Minimum variance and maximum likelihood estimation Part II

Instructions:

Use the left and right arrow keys to navigate the presentation forward and backward respectively. You can also use the arrows at the bottom right of the screen to navigate with a mouse.

FAIR USE ACT DISCLAIMER:
This site is for educational purposes only. This website may contain copyrighted material, the use of which has not been specifically authorized by the copyright holders. The material is made available on this website as a way to advance teaching, and copyright-protected materials are used to the extent necessary to make this class function in a distance learning environment. The Fair Use Copyright Disclaimer is under section 107 of the Copyright Act of 1976, allowance is made for “fair use” for purposes such as criticism, comment, news reporting, teaching, scholarship, education and research.

Outline

The following topics will be covered in this lecture:
- A simple example of maximum likelihood estimation
- Bayesian maximum a posteriori estimation

Motivation

In the last lecture, we saw that when our modeled random state \( \pmb{x} \) and some observed piece of data \( \pmb{y} \) are jointly Gaussian, the conditional Gaussian mean is precisely the BLUE.
The BLUE and its covariance parameterized the conditional Gaussian distribution for \( \pmb{x}|\pmb{y} \).
- The Gauss-Markov theorem does not require that the underlying distributions are actually Gaussian, however.
- Without the Gaussian assumption, we can still construct the BLUE and its covariance as discussed already, though it will not generally parameterize the conditional distribution for \( \pmb{x}|\pmb{y} \), which may be non-Gaussian.
However, when the underlying distributions are Gaussian, as above, we also get the equivalence of the conditional mean as the maximum likelihood estimator.
To explain this notion, we must first introduce the idea of a likelihood function.

Likelihood function
Let \( p_{\pmb{\theta}}(\pmb{x}) \) be a probability density that depends on the parameter vector \( \pmb{\theta} \) as a free variable. If \( \pmb{x}_0 \) is an observed realization of the random variable, then we denote the likelihood function \[ \begin{align} L_{\pmb{x}_0}(\pmb{\theta}):= p_{\pmb{\theta}}(\pmb{x}_0), \end{align} \] i.e., we evaluate the density for \( \pmb{x}_0 \) with respect to the particular choice of \( \pmb{\theta} \) as a free variable.
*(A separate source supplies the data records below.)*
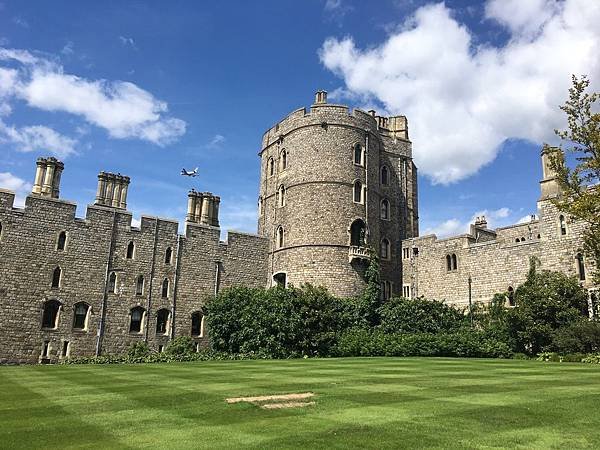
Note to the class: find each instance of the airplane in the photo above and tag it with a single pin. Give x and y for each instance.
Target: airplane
(189, 173)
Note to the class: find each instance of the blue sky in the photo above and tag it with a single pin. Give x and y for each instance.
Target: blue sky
(146, 88)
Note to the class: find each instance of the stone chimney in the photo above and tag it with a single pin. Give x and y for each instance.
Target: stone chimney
(320, 97)
(47, 177)
(203, 208)
(112, 190)
(480, 222)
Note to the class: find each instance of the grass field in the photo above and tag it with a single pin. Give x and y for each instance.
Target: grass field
(366, 403)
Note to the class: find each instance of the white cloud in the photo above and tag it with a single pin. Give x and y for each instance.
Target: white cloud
(20, 187)
(37, 138)
(463, 101)
(122, 108)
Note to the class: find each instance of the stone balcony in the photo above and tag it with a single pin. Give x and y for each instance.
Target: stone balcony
(356, 252)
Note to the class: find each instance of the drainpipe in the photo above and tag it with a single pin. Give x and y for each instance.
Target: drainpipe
(151, 279)
(175, 283)
(102, 322)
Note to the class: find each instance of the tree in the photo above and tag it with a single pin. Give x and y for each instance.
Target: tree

The definition above simply re-arranges the terms for the density, and which variable we treat as the argument.
This provides a means, for an unknown value of the free parameter \( \pmb{\theta} \), to consider which form of the density best matches the observed data.

Maximum likelihood estimation

If we suppose, furthermore, we have a random sample \( \pmb{x}_{k:0} \), independently and identically distributed according to the parent distribution for some unknown choice of \( \pmb{\theta} \);
- the joint likelihood for the random sample is given by
\[ \begin{align} L_{\pmb{x}_{k:0}}(\pmb{\theta})&:= p_{\pmb{\theta}}(\pmb{x}_{k:0})\\ &=\prod_{i=0}^k p_{\pmb{\theta}}(\pmb{x}_i), \end{align} \] due to independence.
Another way in which we might thus consider an estimate “optimal” is if it maximizes the joint likelihood of our observed data:

Maximum likelihood estimation
Let \( \hat{\pmb{\Theta}} \) be a point estimator for an unknown parameter \( \pmb{\theta} \), depending on the random sample \( \pmb{x}_{k:0} \). We say that \( \hat{\pmb{\Theta}} \) is a maximum likelihood estimator of \( \theta \) if for any other point estimator \( \tilde{\pmb{\Theta}} \), \[ \begin{align} L_{\pmb{x}_{k:0}}\left(\tilde{\pmb{\Theta}}\right)\leq L_{\pmb{x}_{k:0}}\left(\hat{\pmb{\Theta}}\right), \end{align} \] i.e., for any particular realization \( \hat{\pmb{\theta}} \) of the random variable \( \hat{\pmb{\Theta}} \) depending on the outcome of the random sample \( \pmb{x}_{k:0} \), \( \hat{\pmb{\theta}} \) is the value that maximizes the joint density for \( \pmb{x}_{k:0} \).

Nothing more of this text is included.